New state flag in Mississippi

MISSISSIPPI (WMC) - Mississippi voters made some historic decisions on Election Day.

Results showed the majority of the state voted to change the state flag and to become the second state in the Mid-South to legalize medical marijuana.

Seventy-one percent of the state voted yes for a new state flag. All counties, except two in south Mississippi, voted yes on this measure.

Now let’s recap on this monumental change that removed the 1894 state flag that contained the confederate emblem. The bill to change to state flag began June 30 and after Governor Tate Reeves signed the bill the flag was removed across the state. That flag is now enclosed and on display at the Mississippi History Museum.

Nine members of the Mississippi state flag commission worked together to find a new design.

They received nearly 3,000 submissions, the process included three rounds of elimination before a final selection was made on September 2.

Lawmakers will have to officially put the design into law before it’s flown on buildings. If voters choose no on this measure, a new design would have to be created and voted on in the next election.

Mississippi approves medical marijuana

Mississippi voters also had two medical marijuana initiatives on the ballot, 65 and 65A. Seventy-four percent voted for Initiative 65.

An initiative many law enforcement officials along with Governor Tate Reeves encouraged people to vote no on.

Under Initiative 65 the Mississippi State Department of Health has full control over the medical marijuana program.
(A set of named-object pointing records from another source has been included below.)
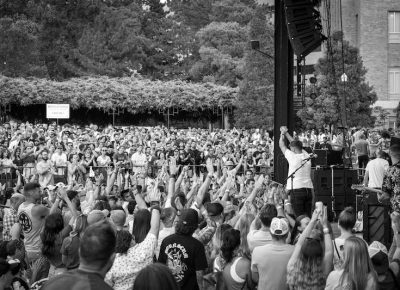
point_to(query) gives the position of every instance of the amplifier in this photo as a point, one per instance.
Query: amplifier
(322, 157)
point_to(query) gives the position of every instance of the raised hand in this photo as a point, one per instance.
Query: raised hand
(258, 184)
(324, 217)
(173, 168)
(210, 166)
(240, 179)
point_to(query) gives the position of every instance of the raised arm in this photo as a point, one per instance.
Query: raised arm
(328, 256)
(64, 196)
(155, 221)
(257, 187)
(282, 144)
(306, 233)
(206, 184)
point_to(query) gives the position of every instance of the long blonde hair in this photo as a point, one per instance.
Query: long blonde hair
(357, 265)
(243, 225)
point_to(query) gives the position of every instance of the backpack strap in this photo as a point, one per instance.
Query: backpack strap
(337, 251)
(395, 278)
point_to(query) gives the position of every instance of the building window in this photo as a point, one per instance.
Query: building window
(394, 27)
(394, 83)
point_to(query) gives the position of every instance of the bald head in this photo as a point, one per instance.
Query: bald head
(16, 200)
(395, 152)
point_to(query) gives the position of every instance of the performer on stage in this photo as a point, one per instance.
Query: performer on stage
(302, 194)
(391, 180)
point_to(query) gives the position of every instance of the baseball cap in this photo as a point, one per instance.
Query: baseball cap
(189, 217)
(229, 163)
(214, 208)
(279, 227)
(6, 266)
(379, 257)
(118, 217)
(230, 208)
(95, 216)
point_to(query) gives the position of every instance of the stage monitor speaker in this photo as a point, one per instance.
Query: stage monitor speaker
(304, 26)
(322, 157)
(376, 223)
(395, 140)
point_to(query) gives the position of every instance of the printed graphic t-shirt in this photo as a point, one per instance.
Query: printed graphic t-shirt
(184, 255)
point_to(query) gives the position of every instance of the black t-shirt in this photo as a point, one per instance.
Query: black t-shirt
(77, 280)
(184, 255)
(120, 157)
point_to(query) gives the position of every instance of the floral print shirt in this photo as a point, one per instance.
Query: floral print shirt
(123, 272)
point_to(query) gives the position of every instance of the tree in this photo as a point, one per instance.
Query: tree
(325, 108)
(113, 45)
(135, 94)
(255, 100)
(221, 53)
(382, 116)
(63, 23)
(19, 48)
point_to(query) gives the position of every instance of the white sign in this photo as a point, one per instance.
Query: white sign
(57, 111)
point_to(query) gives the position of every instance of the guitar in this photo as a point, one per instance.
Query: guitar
(380, 193)
(362, 187)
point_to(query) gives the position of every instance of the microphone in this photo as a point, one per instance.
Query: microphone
(311, 156)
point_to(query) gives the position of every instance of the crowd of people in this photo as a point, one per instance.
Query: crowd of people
(157, 208)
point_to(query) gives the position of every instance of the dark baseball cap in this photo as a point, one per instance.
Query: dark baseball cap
(189, 217)
(6, 266)
(214, 208)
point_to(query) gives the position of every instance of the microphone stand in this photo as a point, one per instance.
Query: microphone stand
(291, 176)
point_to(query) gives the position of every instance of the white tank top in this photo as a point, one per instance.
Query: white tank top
(31, 227)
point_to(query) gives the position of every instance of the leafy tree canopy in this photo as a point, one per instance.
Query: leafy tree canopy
(255, 100)
(135, 94)
(325, 109)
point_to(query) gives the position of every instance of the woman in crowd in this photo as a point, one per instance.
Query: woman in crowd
(347, 220)
(155, 277)
(70, 245)
(357, 272)
(215, 256)
(311, 260)
(243, 225)
(236, 268)
(75, 169)
(6, 162)
(54, 233)
(300, 225)
(52, 237)
(16, 158)
(127, 265)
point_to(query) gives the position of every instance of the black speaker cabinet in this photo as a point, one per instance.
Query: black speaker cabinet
(376, 223)
(304, 26)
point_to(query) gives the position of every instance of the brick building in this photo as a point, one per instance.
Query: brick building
(374, 27)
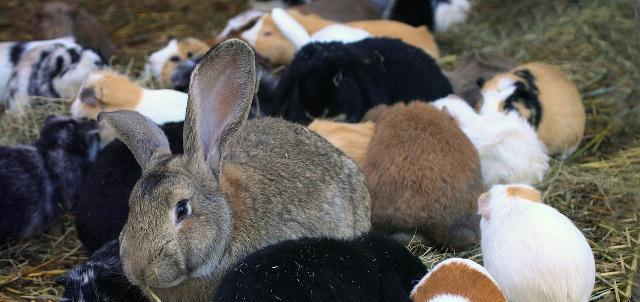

It allows patients with at least one of 22 debilitating medical conditions to use medical marijuana, under the approval of Mississippi licensed physicians and licensed treatment centers.

More than 200,000 people across the state signed a petition to put Initiative 65 on the ballot.

Now, Initiative 65A restricts medical marijuana to terminally ill patients and would require pharmaceutical-grade marijuana products to have oversight by licensed physicians, nurses, and pharmacists.

Along with the governor state health officer, Dr. Thomas Dobbs, was also against Initiative 65 saying it’s the “Wild West” version of medical marijuana.

His concern was the initiative making pot available in “pretty much every community.”